Description of problem: VM cannot be restarted by multiple times. Version-Release number of selected component (if applicable): $ oc get csv -n openshift-cnv NAME DISPLAY VERSION REPLACES PHASE kubevirt-hyperconverged-operator.v4.8.0 OpenShift Virtualization 4.8.0 kubevirt-hyperconverged-operator.v2.5.3 Succeeded How reproducible: 100% Steps to Reproduce: 1. $ oc get vmi vm-example NAME AGE PHASE IP NODENAME vm-example 68s Running 10.129.3.36 uit02-qm9jh-worker-0-wzgtv 2. $ virtctl restart vm-example VM vm-example was scheduled to restart 3. $ oc get vmi vm-example NAME AGE PHASE IP NODENAME vm-example 3s Scheduling $ oc get vmi vm-example NAME AGE PHASE IP NODENAME vm-example 8s Scheduled uit02-qm9jh-worker-0-wzgtv $ oc get vmi vm-example NAME AGE PHASE IP NODENAME vm-example 15s Running 10.129.3.37 uit02-qm9jh-worker-0-wzgtv 4. $ virtctl restart vm-example VM vm-example was scheduled to restart 5. $ virtctl restart vm-example Error restarting VirtualMachine Internal error occurred: unable to complete request: stop/start already underway Actual results: VM is never restarted at step 4 even through it reports the VM was scheduled to restart. It reports errors at step 5. Expected results: VM can be restarted multiple times. Additional info:
In step 4, KubeVirt reported that the VMI was scheduled to restart. Did you wait for it? Did it successfully re-start? As written, step 5 is expected behavior. We designed it this way because it would be even more confusing (and not very useful) to queue up multiple re-starts in succession.

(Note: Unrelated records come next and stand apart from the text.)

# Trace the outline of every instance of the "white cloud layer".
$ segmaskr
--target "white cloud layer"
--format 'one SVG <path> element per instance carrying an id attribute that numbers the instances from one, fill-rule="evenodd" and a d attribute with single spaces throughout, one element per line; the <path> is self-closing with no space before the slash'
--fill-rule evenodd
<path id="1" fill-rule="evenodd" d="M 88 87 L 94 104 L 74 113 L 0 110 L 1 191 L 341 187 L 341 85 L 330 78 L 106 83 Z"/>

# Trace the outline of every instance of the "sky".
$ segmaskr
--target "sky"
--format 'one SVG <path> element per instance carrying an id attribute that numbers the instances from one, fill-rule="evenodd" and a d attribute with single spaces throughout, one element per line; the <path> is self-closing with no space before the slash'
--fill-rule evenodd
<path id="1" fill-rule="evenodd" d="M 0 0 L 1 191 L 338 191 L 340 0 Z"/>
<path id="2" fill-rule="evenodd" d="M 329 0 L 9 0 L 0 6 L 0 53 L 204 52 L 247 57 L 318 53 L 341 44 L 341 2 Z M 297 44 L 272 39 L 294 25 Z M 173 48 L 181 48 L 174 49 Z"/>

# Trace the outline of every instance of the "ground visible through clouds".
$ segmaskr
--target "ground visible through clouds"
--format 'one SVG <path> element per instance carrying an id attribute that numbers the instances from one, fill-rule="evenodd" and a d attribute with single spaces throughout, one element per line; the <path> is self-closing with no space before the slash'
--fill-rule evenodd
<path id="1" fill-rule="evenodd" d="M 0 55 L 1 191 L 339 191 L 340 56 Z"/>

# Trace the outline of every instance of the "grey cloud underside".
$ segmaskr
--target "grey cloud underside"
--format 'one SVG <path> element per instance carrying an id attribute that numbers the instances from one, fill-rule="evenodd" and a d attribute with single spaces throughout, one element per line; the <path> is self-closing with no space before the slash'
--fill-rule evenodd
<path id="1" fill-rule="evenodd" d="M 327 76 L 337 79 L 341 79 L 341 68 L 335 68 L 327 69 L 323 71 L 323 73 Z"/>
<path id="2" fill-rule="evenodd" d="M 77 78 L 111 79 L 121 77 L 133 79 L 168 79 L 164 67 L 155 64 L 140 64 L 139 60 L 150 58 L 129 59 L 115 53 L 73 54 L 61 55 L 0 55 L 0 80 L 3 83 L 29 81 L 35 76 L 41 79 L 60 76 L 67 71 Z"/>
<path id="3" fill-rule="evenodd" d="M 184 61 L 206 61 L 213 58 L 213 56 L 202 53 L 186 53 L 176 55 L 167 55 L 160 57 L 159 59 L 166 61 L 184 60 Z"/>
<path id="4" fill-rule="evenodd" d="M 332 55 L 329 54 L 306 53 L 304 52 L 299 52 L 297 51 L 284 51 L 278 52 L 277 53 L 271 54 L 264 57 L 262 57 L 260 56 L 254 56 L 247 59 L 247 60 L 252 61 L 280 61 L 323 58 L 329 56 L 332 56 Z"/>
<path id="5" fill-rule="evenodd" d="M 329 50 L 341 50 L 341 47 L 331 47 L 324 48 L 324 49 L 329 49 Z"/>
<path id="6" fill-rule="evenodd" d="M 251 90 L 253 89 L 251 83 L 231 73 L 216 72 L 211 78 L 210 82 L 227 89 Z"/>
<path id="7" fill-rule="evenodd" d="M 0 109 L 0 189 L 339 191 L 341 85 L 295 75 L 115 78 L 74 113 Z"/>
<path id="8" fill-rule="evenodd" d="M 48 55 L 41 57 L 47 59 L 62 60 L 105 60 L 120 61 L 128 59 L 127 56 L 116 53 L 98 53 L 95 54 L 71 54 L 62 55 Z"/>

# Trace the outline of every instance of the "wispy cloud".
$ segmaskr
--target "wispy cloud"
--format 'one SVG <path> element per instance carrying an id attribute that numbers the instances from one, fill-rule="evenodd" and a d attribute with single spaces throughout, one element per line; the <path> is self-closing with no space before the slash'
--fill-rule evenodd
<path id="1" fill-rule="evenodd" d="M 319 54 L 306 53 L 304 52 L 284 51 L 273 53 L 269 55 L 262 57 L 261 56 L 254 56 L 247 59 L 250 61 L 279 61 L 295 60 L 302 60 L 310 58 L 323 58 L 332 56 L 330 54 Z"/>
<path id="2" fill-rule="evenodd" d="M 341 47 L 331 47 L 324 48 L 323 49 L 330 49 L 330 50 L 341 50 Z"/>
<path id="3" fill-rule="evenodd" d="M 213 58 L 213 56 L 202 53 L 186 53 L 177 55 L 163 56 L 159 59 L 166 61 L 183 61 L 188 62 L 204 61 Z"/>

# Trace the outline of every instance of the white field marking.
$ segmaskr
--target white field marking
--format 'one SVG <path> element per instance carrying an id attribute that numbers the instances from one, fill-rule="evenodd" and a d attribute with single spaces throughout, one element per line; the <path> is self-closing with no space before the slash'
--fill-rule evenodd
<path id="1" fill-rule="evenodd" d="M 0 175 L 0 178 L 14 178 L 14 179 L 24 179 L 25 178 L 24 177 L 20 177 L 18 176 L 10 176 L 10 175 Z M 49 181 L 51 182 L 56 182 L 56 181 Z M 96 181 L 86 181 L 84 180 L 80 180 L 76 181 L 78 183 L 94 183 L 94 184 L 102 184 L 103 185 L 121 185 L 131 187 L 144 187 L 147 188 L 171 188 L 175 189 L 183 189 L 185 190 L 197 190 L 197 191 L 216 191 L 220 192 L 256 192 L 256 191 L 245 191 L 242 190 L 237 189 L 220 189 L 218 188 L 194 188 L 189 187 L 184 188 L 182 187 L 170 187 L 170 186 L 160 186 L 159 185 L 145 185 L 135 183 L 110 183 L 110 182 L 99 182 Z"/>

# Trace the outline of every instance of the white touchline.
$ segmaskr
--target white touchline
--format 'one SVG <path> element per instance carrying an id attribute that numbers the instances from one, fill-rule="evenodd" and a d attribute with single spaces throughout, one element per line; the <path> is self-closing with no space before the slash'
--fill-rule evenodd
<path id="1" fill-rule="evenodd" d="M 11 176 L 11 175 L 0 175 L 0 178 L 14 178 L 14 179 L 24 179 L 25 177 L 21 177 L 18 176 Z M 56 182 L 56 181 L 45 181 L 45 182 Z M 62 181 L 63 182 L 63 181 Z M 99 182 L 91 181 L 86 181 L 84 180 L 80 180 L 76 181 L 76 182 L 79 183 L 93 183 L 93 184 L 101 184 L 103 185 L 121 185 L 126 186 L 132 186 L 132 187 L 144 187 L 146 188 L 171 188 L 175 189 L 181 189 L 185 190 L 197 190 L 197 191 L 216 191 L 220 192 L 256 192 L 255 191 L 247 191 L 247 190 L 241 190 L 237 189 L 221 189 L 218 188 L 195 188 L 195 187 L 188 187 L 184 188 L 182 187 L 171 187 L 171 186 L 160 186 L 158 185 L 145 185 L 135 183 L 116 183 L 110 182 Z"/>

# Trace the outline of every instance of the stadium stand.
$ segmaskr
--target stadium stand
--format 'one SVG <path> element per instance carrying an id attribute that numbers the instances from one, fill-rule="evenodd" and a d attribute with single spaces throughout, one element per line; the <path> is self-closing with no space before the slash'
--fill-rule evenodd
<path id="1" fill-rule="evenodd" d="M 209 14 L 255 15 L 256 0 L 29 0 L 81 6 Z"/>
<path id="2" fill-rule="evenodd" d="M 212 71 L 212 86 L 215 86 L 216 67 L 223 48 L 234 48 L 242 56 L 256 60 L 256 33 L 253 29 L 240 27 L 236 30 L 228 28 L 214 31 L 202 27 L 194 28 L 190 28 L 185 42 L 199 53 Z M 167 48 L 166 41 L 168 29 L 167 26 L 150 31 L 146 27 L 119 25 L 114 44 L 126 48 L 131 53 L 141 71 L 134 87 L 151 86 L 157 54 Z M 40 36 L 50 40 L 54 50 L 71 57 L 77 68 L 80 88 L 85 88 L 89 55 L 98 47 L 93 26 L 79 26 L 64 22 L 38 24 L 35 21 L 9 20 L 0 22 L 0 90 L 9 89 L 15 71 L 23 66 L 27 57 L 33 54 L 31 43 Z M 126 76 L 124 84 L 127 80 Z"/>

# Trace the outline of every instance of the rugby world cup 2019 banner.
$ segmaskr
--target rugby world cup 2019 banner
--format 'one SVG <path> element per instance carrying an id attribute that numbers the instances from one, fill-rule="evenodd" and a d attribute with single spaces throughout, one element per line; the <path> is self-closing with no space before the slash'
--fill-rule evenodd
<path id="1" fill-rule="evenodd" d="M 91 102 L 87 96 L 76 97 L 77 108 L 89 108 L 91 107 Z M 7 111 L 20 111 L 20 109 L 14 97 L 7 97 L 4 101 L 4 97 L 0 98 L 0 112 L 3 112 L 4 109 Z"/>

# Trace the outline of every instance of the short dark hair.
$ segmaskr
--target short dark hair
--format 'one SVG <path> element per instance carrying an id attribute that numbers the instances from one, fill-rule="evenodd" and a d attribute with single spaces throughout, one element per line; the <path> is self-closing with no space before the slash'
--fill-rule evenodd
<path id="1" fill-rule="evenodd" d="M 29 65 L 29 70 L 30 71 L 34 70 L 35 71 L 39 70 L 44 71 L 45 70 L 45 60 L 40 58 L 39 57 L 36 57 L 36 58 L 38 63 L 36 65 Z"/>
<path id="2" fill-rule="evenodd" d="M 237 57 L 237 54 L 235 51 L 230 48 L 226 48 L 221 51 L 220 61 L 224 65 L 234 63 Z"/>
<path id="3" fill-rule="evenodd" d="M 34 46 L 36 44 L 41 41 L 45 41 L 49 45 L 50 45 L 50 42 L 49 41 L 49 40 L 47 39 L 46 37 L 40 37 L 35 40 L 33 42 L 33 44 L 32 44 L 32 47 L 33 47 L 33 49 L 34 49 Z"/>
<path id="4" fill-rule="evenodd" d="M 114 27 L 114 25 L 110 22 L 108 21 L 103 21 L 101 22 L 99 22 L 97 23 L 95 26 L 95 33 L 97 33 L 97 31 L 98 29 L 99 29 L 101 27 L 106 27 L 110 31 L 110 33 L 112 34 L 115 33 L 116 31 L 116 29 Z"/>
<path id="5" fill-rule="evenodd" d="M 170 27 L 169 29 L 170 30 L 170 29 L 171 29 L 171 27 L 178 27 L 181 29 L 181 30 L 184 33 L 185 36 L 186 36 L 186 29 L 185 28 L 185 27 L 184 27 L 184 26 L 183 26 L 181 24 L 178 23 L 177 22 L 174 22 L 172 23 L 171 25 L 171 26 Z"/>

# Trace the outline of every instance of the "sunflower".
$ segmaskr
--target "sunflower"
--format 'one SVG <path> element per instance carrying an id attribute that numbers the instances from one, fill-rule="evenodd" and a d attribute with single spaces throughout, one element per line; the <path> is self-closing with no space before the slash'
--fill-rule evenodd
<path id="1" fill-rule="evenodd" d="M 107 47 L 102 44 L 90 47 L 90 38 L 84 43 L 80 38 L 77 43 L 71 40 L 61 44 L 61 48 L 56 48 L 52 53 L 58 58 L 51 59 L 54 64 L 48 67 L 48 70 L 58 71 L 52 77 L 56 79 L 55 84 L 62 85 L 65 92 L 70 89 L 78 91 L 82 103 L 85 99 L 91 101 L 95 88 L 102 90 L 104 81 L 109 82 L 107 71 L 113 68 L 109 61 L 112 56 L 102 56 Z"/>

(In reply to sgott from comment #1) > In step 4, KubeVirt reported that the VMI was scheduled to restart. Did you > wait for it? Did it successfully re-start? > > As written, step 5 is expected behavior. We designed it this way because it > would be even more confusing (and not very useful) to queue up multiple > re-starts in succession. ====== Actual results: VM is never restarted at step 4(keeping in running) even through it reports the VM was scheduled to restart.
Thanks for clarifying. I've altered the title of this BZ to reflect the problem more directly: the VM cannot be restarted at all. David, is restart subject to the same rules as shutdown? i.e. does it use ACPI events and await a graceful stop? Kill the VMI after a grace period timeout?
Try to reproduce this bug.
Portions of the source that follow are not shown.